Ferromagnetic behaviour of bismuth germanate oxides glass–ceramic materials

Highlights

• Diluted ferromagnetism was evidenced in Bi based glass ceramics (BGO).

• It is related mainly to oxygen defects in the atypical amorphous phase.

• The coercivity depends on the density of such defects.

• The magnetization depends on the overall number of O defects in GeO₄ tetrahedra.

Abstract

The content of defects in Bi₄Ge₃O₁₂ (BGO) glass–ceramic materials together with their ordering during crystallization induces ferromagnetic behaviours in these materials. The observed ferromagnetism has to be associated strictly with the GeO₄ related defects in the atypical amorphous phase. The photoluminescence of BGO glass–ceramic materials can give useful information about the nature of defects, especially the oxygen vacancies from the GeO₄ tetrahedra and Bi₄Ge₃O₁₂ cubic structures. The concentration of these defects depends on annealing between 600 °C and 700 °C where orthorhombic and cubic phases coexist. The magnetization at saturation is higher in the samples dominated by the amorphous phase and the strength of the exchange interaction is higher in the samples dominated by the cubic phase, obtained over 700 °C, when the GeO₄ tetrahedra are rearranged during crystallization together with their oxygen vacancies.

Introduction

Amorphous materials become an important player nowadays in the fabrication of very resistant devices, being more efficient than the crystalline structures [1]. However, heterogeneous nucleation of these amorphous materials drastically changes the physical properties of the obtained glass–ceramic materials.
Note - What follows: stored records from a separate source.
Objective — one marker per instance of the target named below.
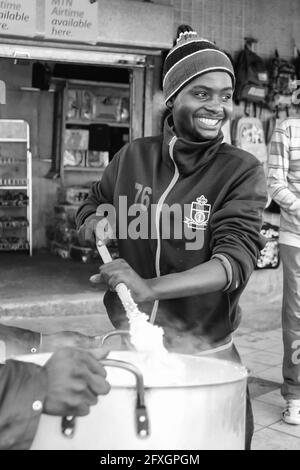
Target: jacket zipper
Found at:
(157, 221)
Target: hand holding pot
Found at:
(75, 378)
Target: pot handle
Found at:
(122, 333)
(141, 415)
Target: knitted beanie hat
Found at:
(190, 57)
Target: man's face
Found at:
(202, 107)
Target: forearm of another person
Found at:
(15, 341)
(22, 393)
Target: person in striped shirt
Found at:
(284, 187)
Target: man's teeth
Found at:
(209, 122)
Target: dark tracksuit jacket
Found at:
(223, 191)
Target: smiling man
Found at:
(190, 285)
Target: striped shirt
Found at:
(284, 177)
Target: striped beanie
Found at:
(190, 57)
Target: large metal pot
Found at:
(200, 405)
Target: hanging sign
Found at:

Bismuth germanate oxides are known as scintillator materials based on the Bi³⁺ emission [2], [3], [4]. These oxides have eulityne-type cubic structure and crystallize in the space group I-43d. The Bi₄Ge₃O₁₂ cubic structure consists of a regular arrangement of GeO₄ tetrahedra and distorted BiO₆ octahedrons [5], [6]. The heterogeneous crystallization of these oxides is obtained by controlled nucleation in which the glass precursor is thermally transformed, firstly in nano-crystalline dispersed particles in the whole glass [7]. At high temperatures, bismuth germanate oxides crystallize in a cubic structure as a dominant phase, but at lower temperatures some other crystalline phases are involved in the crystallization processes. For example, there is the intermediate phase of orthorhombic structure, Bi₂GeO₅, which is important due to its ferroelectric behaviour [8].
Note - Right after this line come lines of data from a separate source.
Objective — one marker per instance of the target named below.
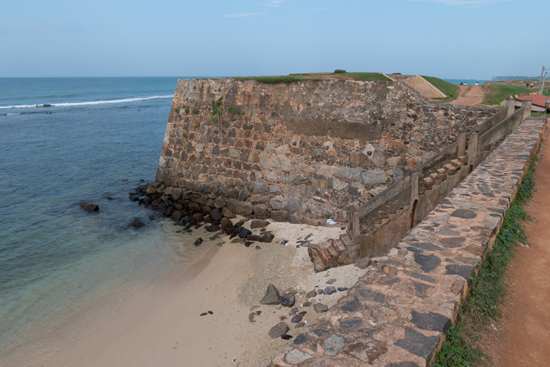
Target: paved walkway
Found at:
(524, 335)
(399, 311)
(471, 95)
In the recent years, a series of oxides have been studied for their ferromagnetic behaviour at room temperature, e.g. MgO [9], Al₂O₃ [10], ZnO [10] and GaN [11]. The controversy regarding the ferromagnetic properties of transition metal (TM) doped oxides (diluted magnetism due to indirect interactions between TM ions versus magnetism due to TM based magnetic precipitates) is in case of these compounds based on just diamagnetic TM ions (as for example Bi³⁺) even more pronounced. Their magnetic behaviour is generally associated with inherent defects induced in a nanoparticule-like morphology, giving rise to local magnetic moments. Such defects might be also related to oxygen vacancies, which might have a direct influence on the photoluminescence properties of the oxides. The gradually annealing of the amorphous glasses of bismuth germanate oxides involves a critical temperature range in which the high and low temperature phases can co-exist and transform one to another. Expectedly, such a gradually transformation might tune the density of the oxygen vacancies together with the photoluminescence and ferromagnetic properties of the glass–ceramic materials, which can be finally used as case study of such inter-relations. For example, the photoluminescence of bismuth germanate oxides is based on three different aspects related to this material: GeO₄ luminescence, Bi³⁺ optical transitions and the oxygen vacancies produced during sample preparation. It is clearly that in the bismuth germanate oxides perfect crystals, the number of oxygen vacancies are expected to be as low as possible, whereas formation of nanocrystalline phases allows to tune in a controlled manner the density of both the oxygen vacancies and expected magnetic defects.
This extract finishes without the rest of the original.